The present application is based on, and claims priority from, Korean Patent Application Number 10-2023-0067411, filed May 25, 2023, the disclosure of which is incorporated by reference herein in its entirety.
The present disclosure relates to a method and apparatus for constructing a multi-stage hash table. More specifically, the present disclosure relates to a method and apparatus for resolving hash collisions using a multi-stage hash table and a multi-stage management table without storing large key values in entries of the hash table.
The contents described below merely provide background information related to the present disclosure and do not constitute prior art.
Hash tables are common technology used to store and manage a large number of (key, value) pairs in a memory-efficient manner. In hash tables, hash collisions can occur when the hash values of keys are the same or entry storage slots are the same. To resolve the hash collision, each key needs to be stored in hash table entries. However, if the key size is very large or have a variable length, a lot of memories is required to store the keys in entries. Accordingly, there are limitations that make it difficult to construct a hash table with hardware having a limited memory. A representative example of such limitations is a case in which a forwarding engine of a named data network (NDN) is implemented using a hash table.
NDN can be said to be a representative technology of an information centric network (ICN) for realizing future Internet architectures. NDN performs forwarding using a data name itself rather than a host IP address containing specific data. A data name has a variable length and has no length limit. A hash table can be used to speed up forwarding using such a variable-length name. A hash table creates a fixed-length hash value by hashing a variable-length key. An entry is stored in a k-th slot, which is the remainder of dividing the hash value by the number of slots in the hash table. In a hash table, the hash values of different entries may be the same, and multiple entries may be stored in the same slot even if the hash values are different. To resolve such a hash collision, a key may be included in entry information to check whether the entry has the same key.
In a case in which a forwarding information base (FIB) is implemented with hash table in NDN, a variable-length prefix serves as a key, and thus the prefix is stored in entries. When a forwarding engine is implemented in software, memories of different sizes may be allocated for respective entries. However, when a forwarding engine is implemented in hardware for high-speed forwarding, it may be difficult to implement entries while reducing memory waste. To solve this, the maximum size prefix may be limited and all entries may be set to maximum size entries. Alternatively, memory efficiency can be improved by using one memory block for small-length prefixes and multiple memory blocks for long prefixes. However, in this case, when designing the pipeline in hardware, the lookup time per entry must be allocated as much as the lookup time of the maximum size prefix. Accordingly, the lookup time increases and performance deteriorates.

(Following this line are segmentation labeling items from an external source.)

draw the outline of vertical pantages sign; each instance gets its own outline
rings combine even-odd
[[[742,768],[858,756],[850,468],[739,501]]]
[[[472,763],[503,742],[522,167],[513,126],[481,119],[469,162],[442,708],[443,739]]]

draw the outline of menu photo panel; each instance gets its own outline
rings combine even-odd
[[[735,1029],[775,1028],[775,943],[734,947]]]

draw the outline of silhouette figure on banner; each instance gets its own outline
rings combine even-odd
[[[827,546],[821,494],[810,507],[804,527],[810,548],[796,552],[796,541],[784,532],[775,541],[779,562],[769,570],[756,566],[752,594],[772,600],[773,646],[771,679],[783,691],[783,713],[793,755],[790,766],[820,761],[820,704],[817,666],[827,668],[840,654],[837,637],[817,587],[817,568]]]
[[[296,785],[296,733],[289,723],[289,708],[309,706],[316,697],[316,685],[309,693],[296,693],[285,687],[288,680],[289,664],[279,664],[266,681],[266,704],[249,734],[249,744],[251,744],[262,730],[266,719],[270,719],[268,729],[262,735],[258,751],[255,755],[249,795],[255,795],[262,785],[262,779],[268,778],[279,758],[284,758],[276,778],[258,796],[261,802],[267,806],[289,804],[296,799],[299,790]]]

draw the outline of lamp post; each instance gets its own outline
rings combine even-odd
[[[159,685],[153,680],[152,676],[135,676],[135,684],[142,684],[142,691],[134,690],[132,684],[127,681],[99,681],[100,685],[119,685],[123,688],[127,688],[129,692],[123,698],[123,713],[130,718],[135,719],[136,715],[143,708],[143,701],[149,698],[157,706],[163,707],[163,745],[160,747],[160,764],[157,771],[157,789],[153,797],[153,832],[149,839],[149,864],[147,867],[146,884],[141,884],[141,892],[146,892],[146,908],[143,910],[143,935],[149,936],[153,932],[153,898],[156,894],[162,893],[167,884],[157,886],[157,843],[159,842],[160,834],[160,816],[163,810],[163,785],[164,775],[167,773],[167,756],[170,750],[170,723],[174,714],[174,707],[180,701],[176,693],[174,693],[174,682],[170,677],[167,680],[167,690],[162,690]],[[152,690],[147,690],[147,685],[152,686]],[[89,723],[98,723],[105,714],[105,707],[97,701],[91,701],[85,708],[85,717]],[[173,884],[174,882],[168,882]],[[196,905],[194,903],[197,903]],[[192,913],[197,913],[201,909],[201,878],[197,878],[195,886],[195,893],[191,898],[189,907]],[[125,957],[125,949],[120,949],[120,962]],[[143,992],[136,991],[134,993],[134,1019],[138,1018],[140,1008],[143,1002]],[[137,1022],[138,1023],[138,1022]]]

The present disclosure can resolve hash collisions by storing only fixed-length hash values in entries of a hash table without storing large key values.
In addition, according to one embodiment, a multi-stage hash table with different hash functions can be configured to resolve hash collisions.
Further, according to one embodiment, a hash table manager can determine hash collisions by storing key values in a management table.
Furthermore, according to one embodiment, memory efficiency can be improved and forwarding performance can be enhanced by using a multi-stage hash table.
The objects to be achieved by the present disclosure are not limited to the objects mentioned above, and other objects not mentioned will be clearly understood by those skilled in the art from the description below.
According to the present disclosure, a method for configuring a multi-stage hash table includes attempting to add management table information to a first management table and attempting to add hash table information to a first hash table. The method also includes determining whether second management table information having the same hash value as a hash value included in first management table information is present in a k-th management table. The first management table information is information to be added to the k-th management table. The method also includes attempting to add table information to the k-th management table and a k-th hash table or to a (k+1)-th management table and a (k+1)-th hash table based on the determination result. table information added to the k-th hash table and the (k+1)-th hash table does not include a key.
According to the present disclosure, an apparatus for configuring a multi-stage hash table includes a memory and a plurality of processors. At least one of the plurality of processors is configured to attempt to add management table information to a first management table and attempt to add hash table information to a first hash table. The at least one of the plurality of processors is also configured to determine whether second management table information having the same hash value as a hash value included in first management table information is present in a k-th management table. The first management table information is information to be added to the k-th management table. The at least one of the plurality of processors is also configured to attempt to add table information to the k-th management table and a k-th hash table or to a (k+1)-th management table and a (k+1)-th hash table based on the determination result. table information added to the k-th hash table and the (k+1)-th hash table does not include a key.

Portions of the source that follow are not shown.